Northwestern-product Brett Basanez, Caleb Hanie, and some kid named Cutler will battle for the coveted quarterback job in training camp. It should be a tightly-contested battle too.
Returning to reality, let's take a look at the position battles that figure to actually take place.
First off, is the offensive line where major offseason action occurred.
Free-agent Frank Omiyale was added, as was veteran tackle Kevin Shaffer. The biggest acquisition, of course, was Pro Bowl tackle Orlando Pace.
In Pace, the Bears figure to have their Week One left tackle, while Shaffer provides depth in case Pace gets dinged up.
With Omiyale (who signed a nifty contract might I add), the Bears figured him for a starting job, possibly at guard.
Angelo pulled a curious move, considering Omiyale has one career start in the National Football League. I know the Bears like him, but shouldn't the guy have some game experience to fall back on?
Josh Beekman, 25, started 16 games last year at left guard for the Bears. You would have figured it was Beekman's job to lose, considering his stability along the line on last year's 9-7 team.
Don't forget Matt Forte, who had over 1,200 rushing yards as a rookie last year. Surely the presence of Beekman had at least a little to do with that.
But the Bears have feared that Beekman's size (6'2", 310 pounds) could limit him. Picture a defensive lineman lining up over Beekman, towering over him. Usually, the big hogs on the offensive line do that.
Prediction:Omiyale wins the job, if for no other reason than to justify his offseason contract. Both players are young (Omiyale is 26), but I have to believe Omiyale wins this in the closest call for the Bears' coaching staff.
Looking at another important position, that of safety, we find the Bears with numbers on their side. The problem, however, appears to be that talent will not join those numbers.
Between Kevin Payne, Craig Steltz, Josh Bullocks, Glenn Earl, Al Afalava, and possibly Danieal Manning, the Bears must find two capable NFL safeties.
Payne looks solid as a strong safety, so let's pencil him in for now. With 88 tackles last year, good for fourth on the team, it means he has a chance to be the man for another 16 starts in 2009.
But who can play the other safety out of the remaining group of players?
Bullocks and Earl were cast away from previous teams, Afalava is a rookie, and Manning has been in position limbo since his rookie days back in 2006.
Prediction:Look for Steltz to win the job, but, hopefully, lose some of that crazy hair. Steltz is probably too small, too young, and too slow to be a play-making NFL safety, but the roster simply does not have a better option at this point.

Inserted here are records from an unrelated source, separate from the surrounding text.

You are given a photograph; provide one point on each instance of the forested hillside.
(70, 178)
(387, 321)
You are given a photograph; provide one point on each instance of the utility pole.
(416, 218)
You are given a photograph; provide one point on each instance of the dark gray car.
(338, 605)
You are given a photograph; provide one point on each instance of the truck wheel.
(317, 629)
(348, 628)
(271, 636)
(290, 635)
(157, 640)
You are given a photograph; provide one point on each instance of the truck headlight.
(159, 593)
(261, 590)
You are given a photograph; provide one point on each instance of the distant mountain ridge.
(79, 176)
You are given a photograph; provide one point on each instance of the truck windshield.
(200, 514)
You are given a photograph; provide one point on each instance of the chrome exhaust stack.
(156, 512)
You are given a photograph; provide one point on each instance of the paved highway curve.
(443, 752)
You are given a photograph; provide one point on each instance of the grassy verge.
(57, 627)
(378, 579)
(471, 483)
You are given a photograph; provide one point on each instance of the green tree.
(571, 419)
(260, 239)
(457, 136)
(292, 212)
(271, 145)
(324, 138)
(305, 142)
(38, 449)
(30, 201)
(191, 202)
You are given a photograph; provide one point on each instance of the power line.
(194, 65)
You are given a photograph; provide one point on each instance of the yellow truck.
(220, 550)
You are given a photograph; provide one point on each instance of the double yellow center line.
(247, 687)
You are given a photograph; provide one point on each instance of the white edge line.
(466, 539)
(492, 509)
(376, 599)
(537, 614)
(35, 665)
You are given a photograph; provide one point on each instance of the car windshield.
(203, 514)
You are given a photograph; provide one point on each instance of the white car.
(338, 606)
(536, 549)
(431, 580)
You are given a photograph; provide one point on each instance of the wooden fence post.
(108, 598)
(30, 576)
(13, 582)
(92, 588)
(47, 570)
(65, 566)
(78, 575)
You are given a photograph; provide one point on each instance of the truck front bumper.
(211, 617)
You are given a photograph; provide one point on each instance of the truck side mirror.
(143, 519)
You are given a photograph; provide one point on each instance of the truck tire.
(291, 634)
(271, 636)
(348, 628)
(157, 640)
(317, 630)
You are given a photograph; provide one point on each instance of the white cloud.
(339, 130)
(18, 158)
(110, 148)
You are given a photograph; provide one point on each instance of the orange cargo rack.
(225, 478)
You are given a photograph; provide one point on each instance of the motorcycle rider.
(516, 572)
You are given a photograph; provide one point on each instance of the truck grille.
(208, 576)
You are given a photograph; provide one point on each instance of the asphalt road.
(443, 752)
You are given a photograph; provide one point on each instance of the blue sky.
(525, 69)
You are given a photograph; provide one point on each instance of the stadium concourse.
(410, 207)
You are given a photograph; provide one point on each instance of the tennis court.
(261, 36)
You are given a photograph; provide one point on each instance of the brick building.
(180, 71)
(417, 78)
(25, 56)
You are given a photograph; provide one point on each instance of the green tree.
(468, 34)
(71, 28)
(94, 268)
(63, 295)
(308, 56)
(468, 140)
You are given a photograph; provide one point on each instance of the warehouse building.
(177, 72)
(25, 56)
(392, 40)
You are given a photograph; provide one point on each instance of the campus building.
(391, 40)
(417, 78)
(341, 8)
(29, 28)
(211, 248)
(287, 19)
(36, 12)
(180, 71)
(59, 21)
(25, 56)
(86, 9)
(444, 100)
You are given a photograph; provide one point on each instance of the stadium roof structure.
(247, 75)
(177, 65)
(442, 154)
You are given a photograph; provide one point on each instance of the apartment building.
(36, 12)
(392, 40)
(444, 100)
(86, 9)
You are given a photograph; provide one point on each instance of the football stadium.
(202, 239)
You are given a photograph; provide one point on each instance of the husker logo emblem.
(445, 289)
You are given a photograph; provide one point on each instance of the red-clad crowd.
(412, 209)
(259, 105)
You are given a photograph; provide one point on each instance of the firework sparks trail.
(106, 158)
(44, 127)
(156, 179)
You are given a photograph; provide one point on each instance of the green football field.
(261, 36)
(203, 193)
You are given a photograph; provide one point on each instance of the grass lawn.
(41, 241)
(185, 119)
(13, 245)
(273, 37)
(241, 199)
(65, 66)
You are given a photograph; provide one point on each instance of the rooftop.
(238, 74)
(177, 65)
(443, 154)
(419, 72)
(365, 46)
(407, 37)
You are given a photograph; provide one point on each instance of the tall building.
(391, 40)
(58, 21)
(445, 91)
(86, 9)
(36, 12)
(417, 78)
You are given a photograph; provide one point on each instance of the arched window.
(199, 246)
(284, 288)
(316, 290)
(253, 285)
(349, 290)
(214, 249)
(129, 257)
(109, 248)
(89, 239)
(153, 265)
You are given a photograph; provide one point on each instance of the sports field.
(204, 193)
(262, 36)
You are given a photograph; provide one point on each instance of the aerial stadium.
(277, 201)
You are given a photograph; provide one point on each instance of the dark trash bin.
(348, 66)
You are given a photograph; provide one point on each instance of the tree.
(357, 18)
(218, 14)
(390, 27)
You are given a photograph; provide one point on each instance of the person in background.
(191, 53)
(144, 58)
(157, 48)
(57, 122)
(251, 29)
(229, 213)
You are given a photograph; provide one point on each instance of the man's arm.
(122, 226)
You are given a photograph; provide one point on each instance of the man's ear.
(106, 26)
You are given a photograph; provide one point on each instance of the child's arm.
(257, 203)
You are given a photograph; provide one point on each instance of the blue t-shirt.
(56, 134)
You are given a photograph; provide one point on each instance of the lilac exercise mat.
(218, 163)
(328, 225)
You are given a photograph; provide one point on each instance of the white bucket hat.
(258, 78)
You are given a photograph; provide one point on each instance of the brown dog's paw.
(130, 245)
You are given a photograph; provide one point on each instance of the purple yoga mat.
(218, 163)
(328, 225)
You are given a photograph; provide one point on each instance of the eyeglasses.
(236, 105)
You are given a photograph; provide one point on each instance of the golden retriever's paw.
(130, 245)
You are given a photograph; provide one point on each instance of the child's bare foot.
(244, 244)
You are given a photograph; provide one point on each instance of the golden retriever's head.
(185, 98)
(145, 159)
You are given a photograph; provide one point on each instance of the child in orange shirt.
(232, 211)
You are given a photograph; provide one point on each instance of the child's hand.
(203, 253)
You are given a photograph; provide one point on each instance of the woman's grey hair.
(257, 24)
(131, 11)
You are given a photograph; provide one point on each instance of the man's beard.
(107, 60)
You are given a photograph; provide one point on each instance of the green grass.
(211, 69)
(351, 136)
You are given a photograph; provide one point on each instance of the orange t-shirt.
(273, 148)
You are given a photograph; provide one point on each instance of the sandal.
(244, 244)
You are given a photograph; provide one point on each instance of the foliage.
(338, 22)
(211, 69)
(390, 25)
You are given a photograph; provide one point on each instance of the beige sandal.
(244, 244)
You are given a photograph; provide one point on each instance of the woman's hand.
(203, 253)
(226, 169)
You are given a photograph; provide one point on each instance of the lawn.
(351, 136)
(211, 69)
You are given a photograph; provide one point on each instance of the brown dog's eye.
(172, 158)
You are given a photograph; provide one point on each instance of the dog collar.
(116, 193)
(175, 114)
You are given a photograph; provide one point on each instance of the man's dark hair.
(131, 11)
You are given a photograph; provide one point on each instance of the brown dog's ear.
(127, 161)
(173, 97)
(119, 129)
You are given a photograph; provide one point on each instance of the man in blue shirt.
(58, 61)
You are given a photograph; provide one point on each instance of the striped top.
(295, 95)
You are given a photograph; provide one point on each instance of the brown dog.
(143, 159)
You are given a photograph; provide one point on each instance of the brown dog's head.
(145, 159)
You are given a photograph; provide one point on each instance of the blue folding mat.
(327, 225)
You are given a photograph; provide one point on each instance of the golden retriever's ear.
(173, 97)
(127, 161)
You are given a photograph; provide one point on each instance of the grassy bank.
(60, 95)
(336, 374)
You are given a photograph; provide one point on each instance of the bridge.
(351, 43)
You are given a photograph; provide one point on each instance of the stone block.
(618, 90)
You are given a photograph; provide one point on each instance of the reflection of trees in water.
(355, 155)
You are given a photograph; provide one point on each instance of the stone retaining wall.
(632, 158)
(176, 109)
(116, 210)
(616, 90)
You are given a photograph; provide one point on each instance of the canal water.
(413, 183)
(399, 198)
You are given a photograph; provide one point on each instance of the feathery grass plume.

Since Steltz is a former Jerry Angelo draft pick, he will be given the chance to win the job and succeed.
A third position battle to keep an eye on is the competition at wide receiver, where every spot is on the line, except for the No. 1 role.
While Devin Hester is certainly not a No. 1, he is the best on this team. For every other spot on the depth chart, the Bears will have competition.
Rashied Davis has experience on his side, but Earl Bennett has Jay Cutler on his. The former Vanderbilt mates could renew their quarterback-receiver relationship and spark a decent three-man rotation for the Bears.
Others in the hunt are rookies Juaquin Iglesias, Johnny Knox, and Derek Kinder. No one is certain what impact, if any, this group can make.
Prediction: It is Greg Olsen and Matt Forte that team up with Hester as the three-man rotation the Bears crave while Davis becomes a steady option. Bennett is too raw at this point to be considered an impact player on next year's team.
The Bears always provide entertaining training camps, and this summer will be no different.
Also, thank goodness we don't have to suffer through another QB-controversy like we seemingly do every year. That is, unless Basanez or Hanie...well, never mind.